Using a thermometer capable of registering as low as 25°C (77°F) for measuring core temperature is important when hypothermia is suspected. Determination of body temperature based on the clinical examination alone is not possible. Physical findings vary with the degree of hypothermia, the nature of associated injuries or illness, and an underlying illness that might be the cause of the hypothermia. Variability among patients with the same core temperature can be found.

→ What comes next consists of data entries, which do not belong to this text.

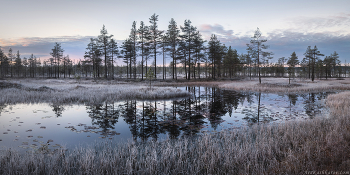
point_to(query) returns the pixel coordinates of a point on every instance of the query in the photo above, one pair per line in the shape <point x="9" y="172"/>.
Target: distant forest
<point x="191" y="57"/>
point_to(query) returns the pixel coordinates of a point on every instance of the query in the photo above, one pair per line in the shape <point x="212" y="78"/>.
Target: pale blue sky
<point x="32" y="26"/>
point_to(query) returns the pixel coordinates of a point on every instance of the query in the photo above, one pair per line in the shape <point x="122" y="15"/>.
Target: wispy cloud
<point x="329" y="34"/>
<point x="339" y="23"/>
<point x="41" y="47"/>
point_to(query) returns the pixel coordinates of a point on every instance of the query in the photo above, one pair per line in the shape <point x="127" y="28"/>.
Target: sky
<point x="33" y="26"/>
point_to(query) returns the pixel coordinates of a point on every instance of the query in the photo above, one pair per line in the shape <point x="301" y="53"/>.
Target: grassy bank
<point x="277" y="85"/>
<point x="71" y="91"/>
<point x="321" y="144"/>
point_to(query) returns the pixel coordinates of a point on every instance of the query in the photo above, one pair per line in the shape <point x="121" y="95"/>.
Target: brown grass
<point x="281" y="85"/>
<point x="322" y="144"/>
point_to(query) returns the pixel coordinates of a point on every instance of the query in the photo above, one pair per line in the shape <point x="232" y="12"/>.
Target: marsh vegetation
<point x="287" y="145"/>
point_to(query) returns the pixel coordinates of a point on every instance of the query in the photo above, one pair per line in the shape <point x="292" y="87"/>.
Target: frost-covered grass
<point x="89" y="91"/>
<point x="321" y="144"/>
<point x="281" y="85"/>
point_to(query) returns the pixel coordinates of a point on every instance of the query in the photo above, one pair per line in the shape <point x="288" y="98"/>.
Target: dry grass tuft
<point x="321" y="144"/>
<point x="281" y="85"/>
<point x="67" y="91"/>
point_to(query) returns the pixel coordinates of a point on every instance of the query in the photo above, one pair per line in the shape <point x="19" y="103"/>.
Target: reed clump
<point x="280" y="85"/>
<point x="321" y="144"/>
<point x="65" y="91"/>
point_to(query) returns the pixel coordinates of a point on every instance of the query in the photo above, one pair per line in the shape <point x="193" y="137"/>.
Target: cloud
<point x="223" y="35"/>
<point x="337" y="23"/>
<point x="41" y="47"/>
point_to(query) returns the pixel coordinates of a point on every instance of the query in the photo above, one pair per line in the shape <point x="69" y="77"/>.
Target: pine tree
<point x="4" y="63"/>
<point x="199" y="49"/>
<point x="57" y="54"/>
<point x="155" y="38"/>
<point x="93" y="56"/>
<point x="188" y="36"/>
<point x="18" y="63"/>
<point x="144" y="36"/>
<point x="292" y="62"/>
<point x="103" y="44"/>
<point x="313" y="56"/>
<point x="113" y="50"/>
<point x="133" y="40"/>
<point x="215" y="53"/>
<point x="257" y="45"/>
<point x="10" y="60"/>
<point x="173" y="39"/>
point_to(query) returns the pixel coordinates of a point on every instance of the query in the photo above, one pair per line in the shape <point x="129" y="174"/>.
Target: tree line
<point x="190" y="56"/>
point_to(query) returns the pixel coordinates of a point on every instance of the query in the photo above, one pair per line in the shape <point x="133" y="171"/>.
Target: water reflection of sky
<point x="209" y="109"/>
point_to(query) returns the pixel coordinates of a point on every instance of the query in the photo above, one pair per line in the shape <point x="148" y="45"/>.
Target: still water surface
<point x="35" y="126"/>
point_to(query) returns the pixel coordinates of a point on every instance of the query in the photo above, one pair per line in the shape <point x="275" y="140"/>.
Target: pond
<point x="50" y="126"/>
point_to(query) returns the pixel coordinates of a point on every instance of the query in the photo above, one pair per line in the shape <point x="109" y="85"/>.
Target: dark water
<point x="49" y="126"/>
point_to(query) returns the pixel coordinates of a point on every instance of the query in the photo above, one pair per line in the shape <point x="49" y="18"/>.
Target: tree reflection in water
<point x="183" y="117"/>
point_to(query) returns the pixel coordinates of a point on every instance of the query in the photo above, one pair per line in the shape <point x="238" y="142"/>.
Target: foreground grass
<point x="321" y="144"/>
<point x="88" y="92"/>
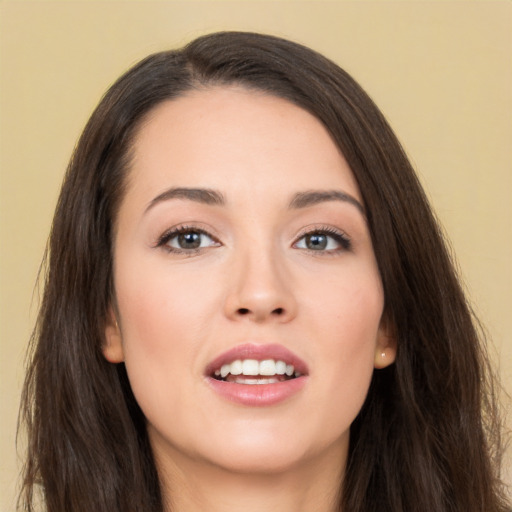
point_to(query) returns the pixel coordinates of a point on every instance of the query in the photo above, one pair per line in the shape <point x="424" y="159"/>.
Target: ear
<point x="385" y="349"/>
<point x="112" y="345"/>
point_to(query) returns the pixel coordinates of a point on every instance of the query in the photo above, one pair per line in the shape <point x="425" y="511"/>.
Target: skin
<point x="254" y="280"/>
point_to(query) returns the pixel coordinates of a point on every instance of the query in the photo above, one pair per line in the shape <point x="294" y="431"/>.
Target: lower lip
<point x="257" y="395"/>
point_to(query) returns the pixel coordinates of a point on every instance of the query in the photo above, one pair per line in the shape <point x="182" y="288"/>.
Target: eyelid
<point x="176" y="230"/>
<point x="339" y="235"/>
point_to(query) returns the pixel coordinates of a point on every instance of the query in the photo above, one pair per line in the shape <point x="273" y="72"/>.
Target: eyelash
<point x="339" y="237"/>
<point x="172" y="233"/>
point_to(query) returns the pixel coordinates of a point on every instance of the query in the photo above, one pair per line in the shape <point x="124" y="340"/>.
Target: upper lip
<point x="260" y="352"/>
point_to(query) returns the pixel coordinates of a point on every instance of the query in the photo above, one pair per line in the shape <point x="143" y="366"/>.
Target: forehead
<point x="235" y="140"/>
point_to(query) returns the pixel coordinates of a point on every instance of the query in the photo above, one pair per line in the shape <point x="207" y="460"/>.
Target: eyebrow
<point x="199" y="195"/>
<point x="215" y="198"/>
<point x="312" y="197"/>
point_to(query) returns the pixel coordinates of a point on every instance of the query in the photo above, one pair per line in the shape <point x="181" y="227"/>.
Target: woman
<point x="249" y="304"/>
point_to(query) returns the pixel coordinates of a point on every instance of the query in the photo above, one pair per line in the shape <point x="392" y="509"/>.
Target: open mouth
<point x="252" y="371"/>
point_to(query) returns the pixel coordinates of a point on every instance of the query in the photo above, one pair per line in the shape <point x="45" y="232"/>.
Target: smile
<point x="257" y="375"/>
<point x="252" y="371"/>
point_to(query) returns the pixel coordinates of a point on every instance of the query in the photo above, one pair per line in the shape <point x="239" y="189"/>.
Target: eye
<point x="323" y="241"/>
<point x="186" y="239"/>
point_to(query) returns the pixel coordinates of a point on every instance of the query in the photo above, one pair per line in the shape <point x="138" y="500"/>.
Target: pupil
<point x="189" y="240"/>
<point x="316" y="242"/>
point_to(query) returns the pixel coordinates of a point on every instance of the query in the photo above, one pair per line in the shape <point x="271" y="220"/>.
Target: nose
<point x="260" y="289"/>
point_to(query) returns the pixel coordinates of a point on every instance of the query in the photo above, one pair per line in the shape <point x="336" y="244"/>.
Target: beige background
<point x="440" y="70"/>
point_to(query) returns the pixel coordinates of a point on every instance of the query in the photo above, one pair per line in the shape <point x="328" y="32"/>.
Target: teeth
<point x="280" y="367"/>
<point x="236" y="367"/>
<point x="242" y="380"/>
<point x="253" y="368"/>
<point x="250" y="367"/>
<point x="267" y="367"/>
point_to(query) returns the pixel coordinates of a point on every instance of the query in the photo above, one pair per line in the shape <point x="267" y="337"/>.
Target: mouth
<point x="257" y="375"/>
<point x="252" y="371"/>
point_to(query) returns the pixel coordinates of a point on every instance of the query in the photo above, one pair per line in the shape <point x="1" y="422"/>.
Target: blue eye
<point x="186" y="239"/>
<point x="323" y="241"/>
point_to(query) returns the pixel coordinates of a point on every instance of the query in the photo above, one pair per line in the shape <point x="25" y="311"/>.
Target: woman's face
<point x="242" y="249"/>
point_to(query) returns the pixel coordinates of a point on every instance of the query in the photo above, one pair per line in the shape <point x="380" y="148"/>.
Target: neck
<point x="194" y="486"/>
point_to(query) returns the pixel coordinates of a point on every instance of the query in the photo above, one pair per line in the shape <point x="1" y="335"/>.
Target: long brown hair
<point x="427" y="434"/>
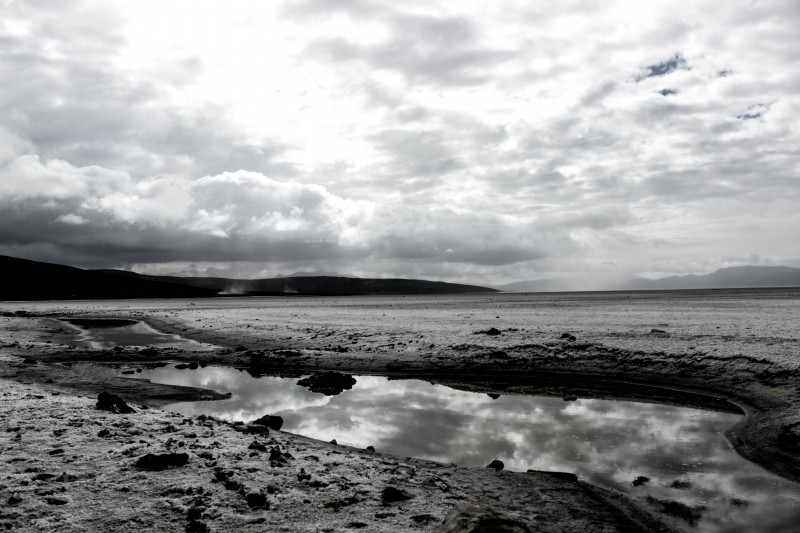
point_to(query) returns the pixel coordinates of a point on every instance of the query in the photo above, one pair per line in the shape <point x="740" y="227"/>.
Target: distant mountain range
<point x="724" y="278"/>
<point x="23" y="279"/>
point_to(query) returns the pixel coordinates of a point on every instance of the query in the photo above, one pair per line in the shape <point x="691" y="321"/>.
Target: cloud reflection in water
<point x="606" y="442"/>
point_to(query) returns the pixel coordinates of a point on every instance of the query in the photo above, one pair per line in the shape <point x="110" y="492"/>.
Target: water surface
<point x="681" y="451"/>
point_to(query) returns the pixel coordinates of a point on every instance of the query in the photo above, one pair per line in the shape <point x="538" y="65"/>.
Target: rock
<point x="271" y="421"/>
<point x="566" y="476"/>
<point x="393" y="494"/>
<point x="480" y="518"/>
<point x="497" y="464"/>
<point x="156" y="462"/>
<point x="255" y="445"/>
<point x="328" y="383"/>
<point x="278" y="458"/>
<point x="196" y="526"/>
<point x="257" y="500"/>
<point x="113" y="403"/>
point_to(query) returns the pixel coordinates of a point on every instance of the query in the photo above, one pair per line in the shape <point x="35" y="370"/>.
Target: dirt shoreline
<point x="765" y="435"/>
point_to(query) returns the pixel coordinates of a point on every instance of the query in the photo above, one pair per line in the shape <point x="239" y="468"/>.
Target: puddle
<point x="104" y="333"/>
<point x="692" y="472"/>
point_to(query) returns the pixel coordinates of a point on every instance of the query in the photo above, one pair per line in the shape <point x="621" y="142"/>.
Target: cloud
<point x="475" y="143"/>
<point x="665" y="67"/>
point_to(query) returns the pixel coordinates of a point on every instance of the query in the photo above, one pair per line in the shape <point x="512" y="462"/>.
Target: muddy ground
<point x="715" y="350"/>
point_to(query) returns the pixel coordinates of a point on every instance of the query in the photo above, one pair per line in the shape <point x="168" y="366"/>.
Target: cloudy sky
<point x="482" y="142"/>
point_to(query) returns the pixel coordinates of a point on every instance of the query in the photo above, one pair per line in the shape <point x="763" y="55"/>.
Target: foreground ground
<point x="737" y="344"/>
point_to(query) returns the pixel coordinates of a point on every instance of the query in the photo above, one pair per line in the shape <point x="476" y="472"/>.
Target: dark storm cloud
<point x="664" y="68"/>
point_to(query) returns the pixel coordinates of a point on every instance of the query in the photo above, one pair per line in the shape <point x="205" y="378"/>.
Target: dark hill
<point x="31" y="280"/>
<point x="311" y="285"/>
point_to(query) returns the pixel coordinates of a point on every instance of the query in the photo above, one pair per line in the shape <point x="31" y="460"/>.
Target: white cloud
<point x="470" y="141"/>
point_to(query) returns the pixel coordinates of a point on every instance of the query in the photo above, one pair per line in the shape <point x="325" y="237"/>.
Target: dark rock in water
<point x="113" y="403"/>
<point x="271" y="421"/>
<point x="497" y="464"/>
<point x="157" y="462"/>
<point x="423" y="518"/>
<point x="690" y="514"/>
<point x="257" y="500"/>
<point x="480" y="518"/>
<point x="393" y="494"/>
<point x="328" y="383"/>
<point x="255" y="445"/>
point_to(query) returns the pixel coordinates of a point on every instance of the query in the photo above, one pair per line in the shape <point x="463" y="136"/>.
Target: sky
<point x="477" y="142"/>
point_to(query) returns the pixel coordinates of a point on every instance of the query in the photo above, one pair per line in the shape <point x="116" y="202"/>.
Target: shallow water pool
<point x="104" y="333"/>
<point x="681" y="463"/>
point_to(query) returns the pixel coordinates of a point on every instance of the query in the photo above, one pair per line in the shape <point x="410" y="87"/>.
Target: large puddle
<point x="104" y="333"/>
<point x="673" y="459"/>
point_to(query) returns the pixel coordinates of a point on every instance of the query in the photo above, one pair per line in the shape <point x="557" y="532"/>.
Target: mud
<point x="731" y="351"/>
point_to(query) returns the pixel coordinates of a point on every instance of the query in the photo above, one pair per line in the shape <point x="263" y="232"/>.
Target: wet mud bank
<point x="677" y="364"/>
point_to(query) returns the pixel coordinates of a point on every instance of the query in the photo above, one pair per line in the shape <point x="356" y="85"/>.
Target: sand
<point x="735" y="346"/>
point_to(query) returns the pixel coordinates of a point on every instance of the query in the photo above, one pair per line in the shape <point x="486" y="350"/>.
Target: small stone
<point x="393" y="494"/>
<point x="157" y="462"/>
<point x="255" y="445"/>
<point x="196" y="526"/>
<point x="477" y="518"/>
<point x="113" y="403"/>
<point x="271" y="421"/>
<point x="257" y="500"/>
<point x="497" y="464"/>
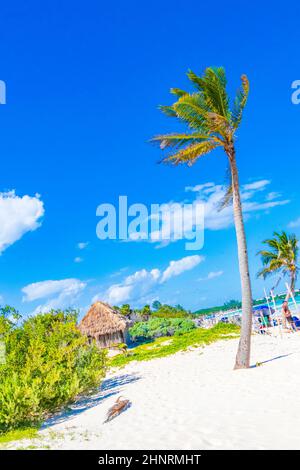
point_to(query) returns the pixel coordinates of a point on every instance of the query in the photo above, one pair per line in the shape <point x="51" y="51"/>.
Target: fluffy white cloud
<point x="185" y="220"/>
<point x="175" y="268"/>
<point x="57" y="294"/>
<point x="210" y="196"/>
<point x="140" y="284"/>
<point x="211" y="275"/>
<point x="256" y="185"/>
<point x="82" y="245"/>
<point x="18" y="215"/>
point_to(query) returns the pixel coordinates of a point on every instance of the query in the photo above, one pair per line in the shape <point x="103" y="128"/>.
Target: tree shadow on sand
<point x="108" y="388"/>
<point x="270" y="360"/>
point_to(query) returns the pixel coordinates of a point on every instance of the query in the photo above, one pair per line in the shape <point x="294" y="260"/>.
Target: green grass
<point x="17" y="434"/>
<point x="166" y="346"/>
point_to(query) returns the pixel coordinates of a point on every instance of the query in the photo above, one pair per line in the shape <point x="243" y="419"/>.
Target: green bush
<point x="156" y="327"/>
<point x="48" y="363"/>
<point x="167" y="311"/>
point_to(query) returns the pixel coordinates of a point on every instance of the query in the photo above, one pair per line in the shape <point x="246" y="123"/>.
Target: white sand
<point x="193" y="400"/>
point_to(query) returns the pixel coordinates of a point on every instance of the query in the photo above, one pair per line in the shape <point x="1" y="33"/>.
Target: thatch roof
<point x="102" y="319"/>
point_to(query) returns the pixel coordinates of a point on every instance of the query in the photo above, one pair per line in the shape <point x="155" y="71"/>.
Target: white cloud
<point x="174" y="216"/>
<point x="294" y="223"/>
<point x="273" y="195"/>
<point x="211" y="275"/>
<point x="175" y="268"/>
<point x="210" y="196"/>
<point x="199" y="187"/>
<point x="18" y="215"/>
<point x="140" y="285"/>
<point x="256" y="185"/>
<point x="57" y="294"/>
<point x="82" y="245"/>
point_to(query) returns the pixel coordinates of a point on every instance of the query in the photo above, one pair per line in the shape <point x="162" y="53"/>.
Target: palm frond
<point x="191" y="153"/>
<point x="213" y="87"/>
<point x="168" y="111"/>
<point x="240" y="102"/>
<point x="178" y="92"/>
<point x="178" y="140"/>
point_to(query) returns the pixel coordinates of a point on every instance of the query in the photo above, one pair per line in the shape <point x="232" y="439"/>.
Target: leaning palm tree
<point x="281" y="258"/>
<point x="213" y="123"/>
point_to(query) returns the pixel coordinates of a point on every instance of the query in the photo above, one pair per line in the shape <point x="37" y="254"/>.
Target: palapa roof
<point x="102" y="319"/>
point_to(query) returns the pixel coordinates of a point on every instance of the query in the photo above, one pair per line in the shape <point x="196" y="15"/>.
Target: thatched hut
<point x="105" y="325"/>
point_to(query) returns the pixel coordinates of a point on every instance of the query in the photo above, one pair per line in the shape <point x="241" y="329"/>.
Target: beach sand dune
<point x="192" y="400"/>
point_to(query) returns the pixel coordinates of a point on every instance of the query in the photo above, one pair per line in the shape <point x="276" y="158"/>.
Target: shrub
<point x="48" y="363"/>
<point x="167" y="311"/>
<point x="157" y="327"/>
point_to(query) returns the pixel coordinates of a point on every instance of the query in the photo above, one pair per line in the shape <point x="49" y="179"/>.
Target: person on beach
<point x="287" y="316"/>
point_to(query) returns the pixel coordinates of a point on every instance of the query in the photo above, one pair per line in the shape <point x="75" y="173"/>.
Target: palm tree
<point x="213" y="123"/>
<point x="280" y="258"/>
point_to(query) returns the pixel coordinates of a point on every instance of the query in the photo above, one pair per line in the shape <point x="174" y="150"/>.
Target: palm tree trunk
<point x="243" y="353"/>
<point x="292" y="286"/>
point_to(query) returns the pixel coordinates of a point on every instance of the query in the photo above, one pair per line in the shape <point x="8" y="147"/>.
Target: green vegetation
<point x="280" y="257"/>
<point x="158" y="310"/>
<point x="230" y="305"/>
<point x="48" y="362"/>
<point x="17" y="434"/>
<point x="211" y="120"/>
<point x="167" y="311"/>
<point x="170" y="345"/>
<point x="156" y="327"/>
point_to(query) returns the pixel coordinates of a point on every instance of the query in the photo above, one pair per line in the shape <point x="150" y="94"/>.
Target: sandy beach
<point x="191" y="400"/>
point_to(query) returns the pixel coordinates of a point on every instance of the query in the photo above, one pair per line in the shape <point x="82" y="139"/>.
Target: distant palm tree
<point x="280" y="258"/>
<point x="213" y="123"/>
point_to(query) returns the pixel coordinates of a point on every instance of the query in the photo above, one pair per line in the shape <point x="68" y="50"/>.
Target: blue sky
<point x="83" y="84"/>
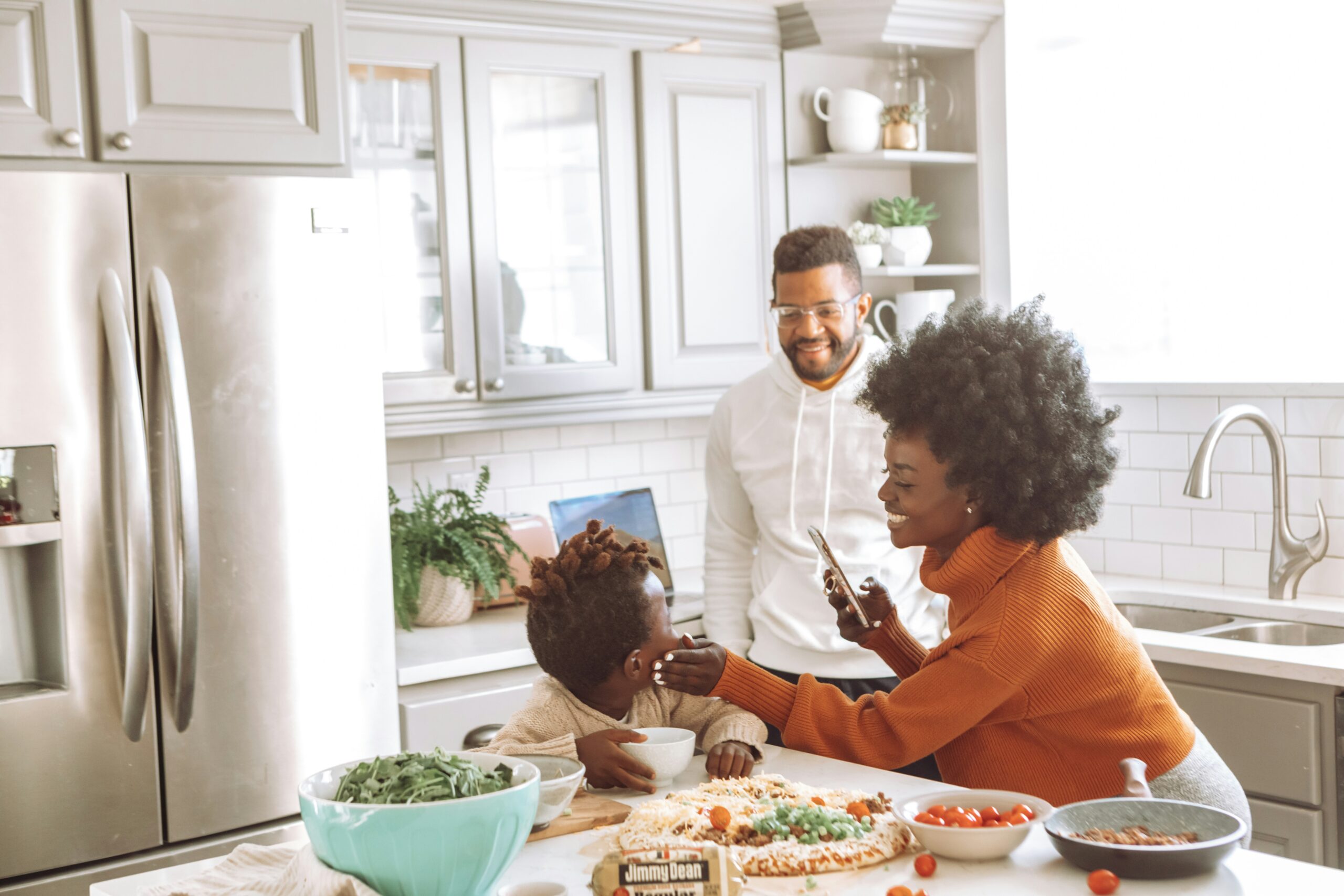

  • Mild hypothermia (32-35°C or 89.6-95°F)
    • Tachypnea
    • Vasoconstriction
    • Tachycardia, hypertension
    • Ataxia
    • Dysarthria
    • Loss of fine motor coordination
    • Lethargy, apathy
    • Confusion, impaired judgment
    • Shivering
  • Moderate hypothermia (28-32°C or 82.4-89.6°F)
    • Shivering stops
    • Dilated pupils
    • Delirium
    • Reflexes slowed
    • Level of consciousness diminishes
    • Bradycardia
    • J waves on ECG
    • Cold diuresis
  • Severe hypothermia (<28°C or 82.4°F)
    • Unresponsiveness or coma
    • Hypotension
    • Very cold skin
    • Pulmonary edema, apnea
    • Acidemia
    • May appear dead
    • Ventricular fibrillation, asystole
    • Loss of reflexes

Causes

Humans have developed considerable behavioral adaptations to cold weather. Any disease that interferes with this adaptive behavior places a patient at risk. Hypothermia is more frequent among persons who are elderly, homeless, mentally ill, trauma victims, outdoor workers, and children.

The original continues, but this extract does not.